Unexpected Opera at the Playhouse, Norwich

It’s a good idea, but it doesn’t quite come off. Orphée aux Enfers (Orpheus in the Underworld) is one of the most popular of Offenbach’s operettas on this side of the Channel and its political satire can be edgier even today than that of the Gilbert and Sullivan oeuvre. Tim Riley and Lynn Binstock have adapted the 1858 original for a cast of twelve and a stage band of four with Stephen Hose as director and keyboard player.

We open in Kent, sometime in the slightly flower-power, somewhat weed-happy 1970s then relocate to Bondi Beach, hence the new title. The young cast is led by Myvanwy Bentall as Eunice, aka Eurydice and she throws off the bravura passages in the part with considerable skill as well as coping effectively with the extended dialogue. Her abductor Pluto is the full-voiced Joseph Morgan, originally disguised as a guitar-wielding folk singer called Arty, and her reluctantly pursuing husband draws an amusing characterisation from Rónan Busfield – he manages to play his violin both badly and well, which is quite an achievement.

If the dialogue drags at time (directorial scissors should have been employed, especially with Bacchus Tony Harris’s ’ community-singing interlude) at least you can hear it. The wit of some of the lyrics all too often was swallowed by indistinct pronunciation, which spoiled Angharad Lewis’ otherwise neat doubling of Mrs Whitewash (the Public Opinion character) and Juno. Sylvie Gallant’s Sloane Ranger of a Diana, poured into the tightest of jodhpurs and shiniest of riding boots, was a noticeable exception to this mumbling tendency.
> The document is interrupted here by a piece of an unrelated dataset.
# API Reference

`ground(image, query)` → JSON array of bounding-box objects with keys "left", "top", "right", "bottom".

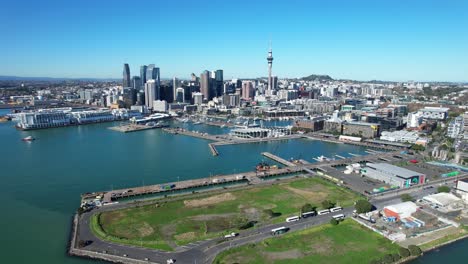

The erstwhile king of the Boeticians is here a failed snooker champion who met an extremely uncomfortable demise through his own cue. James Scarlett does well by his second-act aria while Jezz James makes Mercury – allowed his solo number from the 1874 revision – into a pot-smoking, Rastafarian-capped go-between. As the gods train (very reluctantly) for the Olympics, I would have liked a slightly more forceful Jupiter than Matthew Quirk provides.